Not everything done by a bad employee can be expressed in dollar signs. That hasn’t stopped researchers from trying anyway. CareerBuilder conducted a survey in 2013. While the data is a few years old now, it can give a strong idea of how much one employee can do. The survey received responses from roughly 6,000 hiring managers. Among them, 27 percent said that they experienced problems with a bad employee that cost their company $50,000 or more. That’s not chump change, and it only reflects one employee. Stay in business long enough and you’ll see more than your fair share of these undesirable workers.
Reputation
One of the easiest ways for an employee to hurt a company is through their reputation. Reputation damage is hard to quantify. You get revenue losses from dissatisfied customers, but you also lose potential revenue from referrals. In managed IT, even a simple security mistake can lead to a data breach that cripples your reputation. Imagine how easily a disgruntled employee could destroy the name you work so hard to build. Countless hours and dollars expended on your technology support company marketing can be lost all too quickly.
Workflow
A more quantifiable number, workflow is where the bulk of that $50,000 estimate originates. Bad employees are typically unproductive, but since IT usually requires collaboration, the shortcomings of one bad employee can easily impact the productivity of all of their peers. This slows turnaround times leads to redoing work that should be completed and just costs money all around.
Morale
This brings us to the final point. The good employees who get stuck with the underperformer’s slack tend to lose morale. This can extend beyond project peers and even impact the mood of managers. When that happens, negativity proliferates quickly. If you consider the cost of a single bad employee, think about how much more damage they can do through lowering morale. When left unchecked, one bad egg can lead to many more.

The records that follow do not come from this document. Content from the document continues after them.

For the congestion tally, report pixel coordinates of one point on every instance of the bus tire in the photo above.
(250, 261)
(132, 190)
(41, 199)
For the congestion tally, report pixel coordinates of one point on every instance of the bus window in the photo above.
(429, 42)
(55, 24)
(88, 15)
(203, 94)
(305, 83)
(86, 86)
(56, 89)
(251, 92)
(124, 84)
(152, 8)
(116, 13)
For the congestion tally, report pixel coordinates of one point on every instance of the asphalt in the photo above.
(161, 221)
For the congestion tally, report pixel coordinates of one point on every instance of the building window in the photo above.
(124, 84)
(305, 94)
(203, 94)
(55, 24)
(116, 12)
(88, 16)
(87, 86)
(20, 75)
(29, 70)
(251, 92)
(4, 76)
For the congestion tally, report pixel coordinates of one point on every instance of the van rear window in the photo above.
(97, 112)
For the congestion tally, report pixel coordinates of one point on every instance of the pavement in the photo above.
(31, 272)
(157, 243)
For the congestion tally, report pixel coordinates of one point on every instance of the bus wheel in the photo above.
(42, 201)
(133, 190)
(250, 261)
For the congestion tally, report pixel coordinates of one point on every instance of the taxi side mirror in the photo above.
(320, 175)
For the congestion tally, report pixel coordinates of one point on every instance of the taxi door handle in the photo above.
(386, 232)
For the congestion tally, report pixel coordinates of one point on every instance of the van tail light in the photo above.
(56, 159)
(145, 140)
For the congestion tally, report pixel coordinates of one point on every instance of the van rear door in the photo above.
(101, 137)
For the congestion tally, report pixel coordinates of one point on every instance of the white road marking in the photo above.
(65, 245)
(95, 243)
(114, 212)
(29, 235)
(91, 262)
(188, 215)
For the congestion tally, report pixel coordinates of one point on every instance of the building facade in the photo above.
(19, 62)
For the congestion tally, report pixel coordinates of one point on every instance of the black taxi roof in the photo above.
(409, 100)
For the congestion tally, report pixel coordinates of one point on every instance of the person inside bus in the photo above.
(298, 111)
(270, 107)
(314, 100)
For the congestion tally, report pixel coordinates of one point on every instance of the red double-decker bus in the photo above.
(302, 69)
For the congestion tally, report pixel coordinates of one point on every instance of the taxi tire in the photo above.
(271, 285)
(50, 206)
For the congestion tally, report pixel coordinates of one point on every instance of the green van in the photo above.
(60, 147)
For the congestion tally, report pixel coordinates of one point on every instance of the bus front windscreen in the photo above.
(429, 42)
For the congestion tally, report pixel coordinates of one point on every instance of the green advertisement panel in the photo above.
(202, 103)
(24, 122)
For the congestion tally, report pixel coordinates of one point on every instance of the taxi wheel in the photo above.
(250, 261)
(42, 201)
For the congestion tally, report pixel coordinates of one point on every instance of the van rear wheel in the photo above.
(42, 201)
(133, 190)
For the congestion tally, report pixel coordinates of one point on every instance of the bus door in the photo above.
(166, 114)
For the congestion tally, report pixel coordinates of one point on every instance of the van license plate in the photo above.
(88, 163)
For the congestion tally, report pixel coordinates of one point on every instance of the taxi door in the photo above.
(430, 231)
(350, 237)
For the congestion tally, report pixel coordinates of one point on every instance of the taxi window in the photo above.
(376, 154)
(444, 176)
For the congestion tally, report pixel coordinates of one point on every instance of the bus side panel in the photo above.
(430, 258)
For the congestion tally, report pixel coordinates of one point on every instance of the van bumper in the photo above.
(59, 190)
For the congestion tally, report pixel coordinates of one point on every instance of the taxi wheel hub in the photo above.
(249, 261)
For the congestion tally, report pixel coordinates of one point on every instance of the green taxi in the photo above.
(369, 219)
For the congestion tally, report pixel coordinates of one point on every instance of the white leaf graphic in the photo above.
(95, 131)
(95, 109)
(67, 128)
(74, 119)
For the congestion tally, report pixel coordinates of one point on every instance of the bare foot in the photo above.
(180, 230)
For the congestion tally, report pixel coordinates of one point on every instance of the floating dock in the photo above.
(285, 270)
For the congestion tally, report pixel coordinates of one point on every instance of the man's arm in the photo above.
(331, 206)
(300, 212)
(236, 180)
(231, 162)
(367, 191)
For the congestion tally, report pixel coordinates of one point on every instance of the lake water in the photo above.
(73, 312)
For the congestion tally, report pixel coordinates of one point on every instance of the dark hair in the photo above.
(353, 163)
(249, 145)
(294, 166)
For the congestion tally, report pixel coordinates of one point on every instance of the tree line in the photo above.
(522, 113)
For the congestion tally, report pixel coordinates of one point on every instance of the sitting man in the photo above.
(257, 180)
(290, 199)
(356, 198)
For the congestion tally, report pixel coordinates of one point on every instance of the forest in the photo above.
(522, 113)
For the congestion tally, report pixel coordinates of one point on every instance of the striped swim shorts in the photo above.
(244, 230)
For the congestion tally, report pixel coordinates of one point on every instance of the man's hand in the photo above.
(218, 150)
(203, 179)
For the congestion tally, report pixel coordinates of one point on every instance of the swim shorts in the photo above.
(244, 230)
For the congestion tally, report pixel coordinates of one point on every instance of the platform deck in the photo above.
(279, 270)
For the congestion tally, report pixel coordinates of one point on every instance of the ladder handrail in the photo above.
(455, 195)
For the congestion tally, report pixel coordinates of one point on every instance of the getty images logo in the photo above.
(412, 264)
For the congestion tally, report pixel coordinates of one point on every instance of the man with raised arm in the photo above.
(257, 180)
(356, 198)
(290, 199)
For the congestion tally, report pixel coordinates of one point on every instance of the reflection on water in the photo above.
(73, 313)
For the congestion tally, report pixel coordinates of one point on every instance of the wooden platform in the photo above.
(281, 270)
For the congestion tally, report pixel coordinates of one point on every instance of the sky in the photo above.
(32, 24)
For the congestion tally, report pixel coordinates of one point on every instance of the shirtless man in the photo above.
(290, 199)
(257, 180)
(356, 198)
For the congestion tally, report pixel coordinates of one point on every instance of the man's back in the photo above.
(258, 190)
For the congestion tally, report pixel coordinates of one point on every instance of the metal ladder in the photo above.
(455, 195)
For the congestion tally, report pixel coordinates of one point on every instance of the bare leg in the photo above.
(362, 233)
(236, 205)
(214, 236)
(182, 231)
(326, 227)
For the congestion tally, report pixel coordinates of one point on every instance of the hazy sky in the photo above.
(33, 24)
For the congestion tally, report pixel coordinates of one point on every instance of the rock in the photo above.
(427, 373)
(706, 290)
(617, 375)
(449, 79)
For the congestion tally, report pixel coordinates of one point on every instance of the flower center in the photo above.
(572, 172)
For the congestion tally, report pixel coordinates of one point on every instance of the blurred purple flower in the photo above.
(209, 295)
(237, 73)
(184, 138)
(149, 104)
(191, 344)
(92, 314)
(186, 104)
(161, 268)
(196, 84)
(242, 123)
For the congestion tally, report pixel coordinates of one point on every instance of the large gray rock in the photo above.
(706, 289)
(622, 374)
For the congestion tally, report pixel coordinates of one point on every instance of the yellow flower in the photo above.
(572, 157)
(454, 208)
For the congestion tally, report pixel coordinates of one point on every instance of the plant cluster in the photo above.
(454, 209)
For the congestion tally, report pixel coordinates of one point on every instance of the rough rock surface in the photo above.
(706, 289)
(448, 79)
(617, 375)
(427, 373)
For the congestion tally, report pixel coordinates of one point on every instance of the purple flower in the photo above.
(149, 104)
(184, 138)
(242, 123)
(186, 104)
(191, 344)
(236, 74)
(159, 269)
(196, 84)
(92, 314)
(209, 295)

All of this brings us to a simple point. You can’t leave bad employees alone. Since firing can be a risky prospect at times, remember all of the tools at your disposal. Coaching, reassignment, and incentives can sometimes turn a bad employee into an asset. When those efforts fail, firing might be the only way. What matters most is that you remember just how great a risk one bad employee can pose. That should help motivate you to hire exclusively and act without hesitation or else risk undoing the entire effort of your technology services marketing.